1. Data 준비 - DataLoader
2. Model 설계 - layer 수, loss function, optimizer
3. Training
4. Validation

### DataLoader
앞서 정의한 TrainTestDataset을 이용하자! data에 가해줄 transformation을 정의하고, DataLoader를 만든다.

In [None]:
transformations= transforms.Compose([transforms.ToTensor()])
train_dat= TrainTestDataset('./data/train.csv', transformations)
test_dat= TrainTestDataset('./data/test.csv', transformations)

train_dl= DataLoader(dataset=train_dat, batch_size=128, shuffle=True, num_workers=0)
test_dl= DataLoader(dataset=test_dat, batch_size=512, shuffle=False, num_workers=0)

### Modeling
layer의 size를 정하고 model을 불러오며, loss function과 optimizer등 training에 필요한 요소들을 준비한다.

In [None]:
layer_sizes= [9559, 512, 512, 1024]
model=AutoEncoder(layer_size=layer_sizes, nl_type='selu', is_constrained=True, dp_drop_prob=0.0, last_layer_activations=False)

criterion= MSEloss_with_Mask()
optimizer= optim.Adam(model.parameters(), lr= 0.001)

### Training & Validaiton
DataLoader도 준비되었고, model도 정의되었으니 이제 학습과 validation을 진행 할 수 있다.

매 epoch마다 training과 validation을 반복한다. 이 과정은 딱히 특별할게 없다. batch input을 model에 통과시키고, loss를 계산하고, backward pass를 수행한 이후 optimizer의 step function을 이용해 weight을 update한다.

In [None]:
def train(model, criterion, optimizer, train_dl, test_dl, num_epochs= 40):
    liveloss= PlotLosses()
    lr2_tr_loss, lr2_val_loss= [], []
    for epoch in range(num_epochs):
        train_loss, valid_loss= [], []
        logs= {}
        prefix= ''

        model.train()
        for i, data in enumerate(train_dl, 0):
            inputs = labels= data
            inputs= inputs.float()
            labels= labels.float()

            optimizer.zero_grad()

            outputs= model(inputs)
            loss= criterion(outputs, labels)
            loss.backward()

            optimizer.step()

            # Iterative Dense Output Re-Feeding
            for iter_ in range(3):
                optimizer.zero_grad()

                outputs= model(outputs.detach())
                loss= criterion(outputs, labels)
                loss.backward()
                optimizer.step()

            train_loss.append(loss.item())
            logs[prefix+"MME loss"]= loss.item()

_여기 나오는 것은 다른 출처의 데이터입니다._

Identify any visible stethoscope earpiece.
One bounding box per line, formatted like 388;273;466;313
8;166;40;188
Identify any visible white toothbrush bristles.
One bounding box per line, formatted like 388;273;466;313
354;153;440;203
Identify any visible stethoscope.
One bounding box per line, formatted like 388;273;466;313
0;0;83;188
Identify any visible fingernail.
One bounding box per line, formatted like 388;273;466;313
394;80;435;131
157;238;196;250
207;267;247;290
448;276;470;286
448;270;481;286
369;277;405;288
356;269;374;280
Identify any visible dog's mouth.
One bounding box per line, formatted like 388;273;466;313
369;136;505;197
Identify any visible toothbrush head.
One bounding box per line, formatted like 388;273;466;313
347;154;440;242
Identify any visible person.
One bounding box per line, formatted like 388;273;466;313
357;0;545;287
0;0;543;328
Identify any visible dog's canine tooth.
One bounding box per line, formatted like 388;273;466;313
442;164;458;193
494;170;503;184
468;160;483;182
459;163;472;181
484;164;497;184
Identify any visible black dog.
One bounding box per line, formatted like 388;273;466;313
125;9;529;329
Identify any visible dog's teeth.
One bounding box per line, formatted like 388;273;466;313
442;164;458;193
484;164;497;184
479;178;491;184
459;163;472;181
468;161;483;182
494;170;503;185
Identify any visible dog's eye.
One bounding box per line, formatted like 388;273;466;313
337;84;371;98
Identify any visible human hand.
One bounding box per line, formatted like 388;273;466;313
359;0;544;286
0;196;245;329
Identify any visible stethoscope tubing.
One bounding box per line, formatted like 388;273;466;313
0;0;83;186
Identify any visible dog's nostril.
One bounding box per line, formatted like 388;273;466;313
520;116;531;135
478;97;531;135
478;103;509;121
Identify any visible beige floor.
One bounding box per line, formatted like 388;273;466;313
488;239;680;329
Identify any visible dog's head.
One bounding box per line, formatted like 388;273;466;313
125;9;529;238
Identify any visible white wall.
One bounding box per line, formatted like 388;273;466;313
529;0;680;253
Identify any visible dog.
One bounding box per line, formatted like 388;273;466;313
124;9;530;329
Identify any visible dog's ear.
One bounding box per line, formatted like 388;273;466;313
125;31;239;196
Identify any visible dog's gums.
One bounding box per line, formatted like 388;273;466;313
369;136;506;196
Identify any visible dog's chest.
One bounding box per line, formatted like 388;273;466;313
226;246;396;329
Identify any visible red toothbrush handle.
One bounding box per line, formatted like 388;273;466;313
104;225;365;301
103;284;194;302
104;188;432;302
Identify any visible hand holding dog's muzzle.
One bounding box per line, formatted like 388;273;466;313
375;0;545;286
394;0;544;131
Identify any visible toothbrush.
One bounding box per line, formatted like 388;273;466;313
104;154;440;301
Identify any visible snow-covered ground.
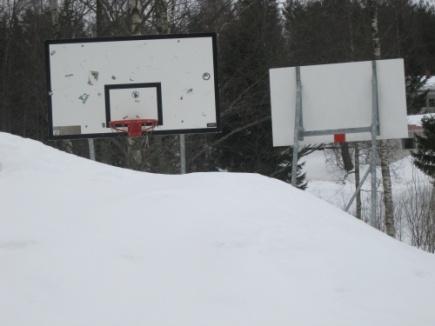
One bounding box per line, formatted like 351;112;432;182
1;132;435;326
303;148;432;237
301;84;435;229
408;113;435;126
304;149;427;205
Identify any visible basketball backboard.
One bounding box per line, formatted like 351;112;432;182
46;33;220;139
269;58;408;146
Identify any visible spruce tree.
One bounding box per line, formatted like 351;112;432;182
412;116;435;179
185;0;308;187
215;0;307;188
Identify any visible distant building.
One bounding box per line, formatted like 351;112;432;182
403;77;435;149
421;77;435;113
404;113;435;149
408;114;427;136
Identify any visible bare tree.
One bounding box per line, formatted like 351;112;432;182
396;170;435;252
367;0;396;237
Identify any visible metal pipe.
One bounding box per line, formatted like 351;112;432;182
345;167;371;212
180;134;186;174
88;139;96;161
291;66;302;186
303;126;371;137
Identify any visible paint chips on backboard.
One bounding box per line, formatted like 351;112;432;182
46;34;219;139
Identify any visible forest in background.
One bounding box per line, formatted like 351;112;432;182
1;0;435;247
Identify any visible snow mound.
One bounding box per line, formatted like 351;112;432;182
1;132;435;326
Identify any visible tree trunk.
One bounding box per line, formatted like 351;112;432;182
380;142;395;236
49;0;58;22
369;2;381;59
130;0;142;35
354;143;362;220
368;0;395;237
96;0;104;36
340;142;354;172
154;0;169;34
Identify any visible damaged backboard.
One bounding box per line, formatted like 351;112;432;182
46;33;220;139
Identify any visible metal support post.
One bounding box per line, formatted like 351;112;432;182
180;134;186;174
370;60;380;226
291;134;299;186
345;167;371;212
291;66;303;186
88;138;96;161
304;126;371;137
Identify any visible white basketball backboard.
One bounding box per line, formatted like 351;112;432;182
269;59;408;146
46;33;220;139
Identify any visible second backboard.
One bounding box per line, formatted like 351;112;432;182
269;58;408;146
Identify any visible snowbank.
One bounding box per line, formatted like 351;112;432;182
1;132;435;326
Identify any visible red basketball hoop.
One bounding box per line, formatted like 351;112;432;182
110;118;158;137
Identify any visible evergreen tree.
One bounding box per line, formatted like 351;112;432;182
412;115;435;252
215;0;284;170
283;0;372;66
211;0;307;187
412;116;435;179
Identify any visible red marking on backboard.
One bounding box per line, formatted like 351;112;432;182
334;134;346;143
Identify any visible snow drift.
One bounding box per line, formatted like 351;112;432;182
1;132;435;326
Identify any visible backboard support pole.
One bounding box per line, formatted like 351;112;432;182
88;138;96;161
289;62;381;223
180;134;186;174
345;167;371;212
291;66;303;186
344;61;380;223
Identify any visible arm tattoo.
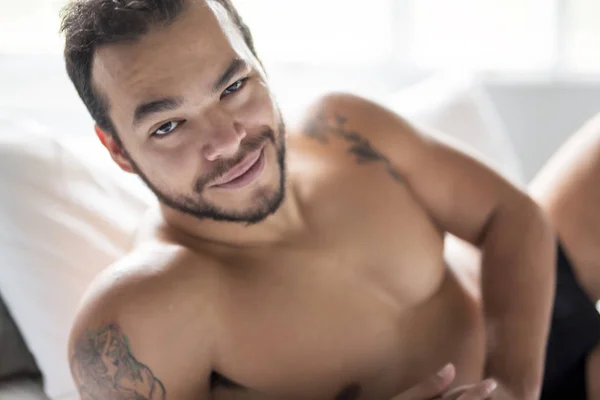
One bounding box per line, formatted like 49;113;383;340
304;112;403;183
71;323;166;400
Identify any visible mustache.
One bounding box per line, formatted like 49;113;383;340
195;127;276;192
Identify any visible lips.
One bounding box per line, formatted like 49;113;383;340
208;148;263;188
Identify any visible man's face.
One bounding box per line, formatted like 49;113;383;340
92;0;286;224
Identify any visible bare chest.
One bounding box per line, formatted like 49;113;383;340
206;158;485;398
210;220;484;398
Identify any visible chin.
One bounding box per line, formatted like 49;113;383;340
198;184;285;225
209;172;286;224
213;150;286;224
140;131;287;224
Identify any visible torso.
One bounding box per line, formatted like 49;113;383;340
114;103;487;399
128;131;487;399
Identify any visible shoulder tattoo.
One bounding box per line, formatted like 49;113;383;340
71;323;166;400
304;111;403;183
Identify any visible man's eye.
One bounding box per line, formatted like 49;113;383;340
152;121;181;137
222;78;247;97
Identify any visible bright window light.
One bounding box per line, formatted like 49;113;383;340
234;0;394;66
0;0;598;74
566;0;600;72
0;0;64;54
407;0;556;71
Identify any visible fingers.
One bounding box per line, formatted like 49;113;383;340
455;379;497;400
392;363;456;400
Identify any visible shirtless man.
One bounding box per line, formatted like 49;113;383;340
59;0;599;399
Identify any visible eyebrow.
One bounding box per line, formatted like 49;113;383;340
133;97;185;128
212;58;249;95
131;59;249;129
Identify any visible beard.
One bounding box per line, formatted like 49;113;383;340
125;122;287;225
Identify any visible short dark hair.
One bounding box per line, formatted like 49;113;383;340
60;0;258;137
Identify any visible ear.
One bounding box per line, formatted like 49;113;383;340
94;125;135;174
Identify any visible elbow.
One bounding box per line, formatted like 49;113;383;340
523;194;557;253
481;191;556;252
503;191;556;248
507;194;558;280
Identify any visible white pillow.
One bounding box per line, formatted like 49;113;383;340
384;72;524;186
0;115;151;399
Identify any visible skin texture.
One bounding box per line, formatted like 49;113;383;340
68;1;557;399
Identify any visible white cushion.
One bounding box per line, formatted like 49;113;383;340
0;115;151;399
384;72;524;186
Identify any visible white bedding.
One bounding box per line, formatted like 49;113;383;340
0;116;152;399
0;378;50;400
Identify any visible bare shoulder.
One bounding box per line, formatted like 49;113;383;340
302;92;415;132
69;241;217;399
293;92;430;177
73;240;216;323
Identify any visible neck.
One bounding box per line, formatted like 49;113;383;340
158;177;306;248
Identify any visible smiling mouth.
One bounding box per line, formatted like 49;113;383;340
208;146;266;190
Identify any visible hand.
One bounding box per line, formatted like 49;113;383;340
443;381;517;400
440;381;499;400
391;364;498;400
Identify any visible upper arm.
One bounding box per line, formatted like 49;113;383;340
69;266;214;400
306;93;533;245
69;322;171;400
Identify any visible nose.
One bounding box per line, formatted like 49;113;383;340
202;110;247;161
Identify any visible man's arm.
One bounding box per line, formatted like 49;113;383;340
68;262;214;400
306;93;556;400
70;323;168;400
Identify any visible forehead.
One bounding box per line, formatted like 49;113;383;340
92;0;251;114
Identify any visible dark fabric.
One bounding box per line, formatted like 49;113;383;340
541;242;600;400
0;296;41;382
542;356;587;400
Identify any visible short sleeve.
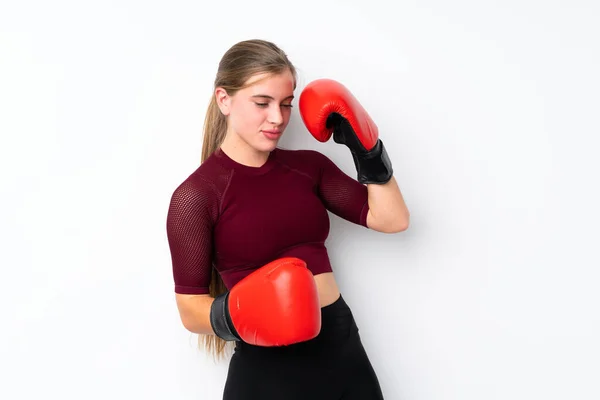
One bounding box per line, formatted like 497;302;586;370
314;151;370;228
166;177;218;294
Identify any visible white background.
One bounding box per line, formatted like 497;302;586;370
1;0;599;399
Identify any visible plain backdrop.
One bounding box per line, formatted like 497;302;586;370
1;0;599;399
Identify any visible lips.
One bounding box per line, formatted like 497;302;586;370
262;130;282;140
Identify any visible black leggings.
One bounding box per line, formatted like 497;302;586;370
222;294;384;399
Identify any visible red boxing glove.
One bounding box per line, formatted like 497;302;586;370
210;257;321;347
299;78;393;184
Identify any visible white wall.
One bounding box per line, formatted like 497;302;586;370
1;0;599;399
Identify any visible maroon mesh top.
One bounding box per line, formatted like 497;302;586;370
166;147;370;295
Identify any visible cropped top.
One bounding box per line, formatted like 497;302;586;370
165;147;370;295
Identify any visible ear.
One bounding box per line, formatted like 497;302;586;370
215;87;231;116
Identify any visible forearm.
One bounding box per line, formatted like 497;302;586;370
175;294;216;335
366;176;410;233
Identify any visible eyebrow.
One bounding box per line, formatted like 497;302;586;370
251;94;294;101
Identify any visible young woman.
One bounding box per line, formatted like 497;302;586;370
166;39;409;399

        for i, data in enumerate(test_dl):
            model.eval()
            inputs = labels= data
            inputs= inputs.float()
            labels= labels.float()

            with torch.no_grad():
                outputs= model(inputs)
                loss= criterion(outputs, labels)
                valid_loss.append(loss.item())
                prefix= 'val_'
                logs[prefix + "MMSE loss"]= loss.item()

        lr2_tr_loss.append(np.mean(train_loss))
        lr2_val_loss.append(np.mean(valid_loss))
        liveloss.update(logs)
        liveloss.draw()

        print("Epoch:", epoch+1, "Training Loss: ", np.mean(train_loss), "Valid Loss: ", np.mean(valid_loss))

        if epoch == num_epochs -1:
            return lr2_tr_loss, lr2_val_loss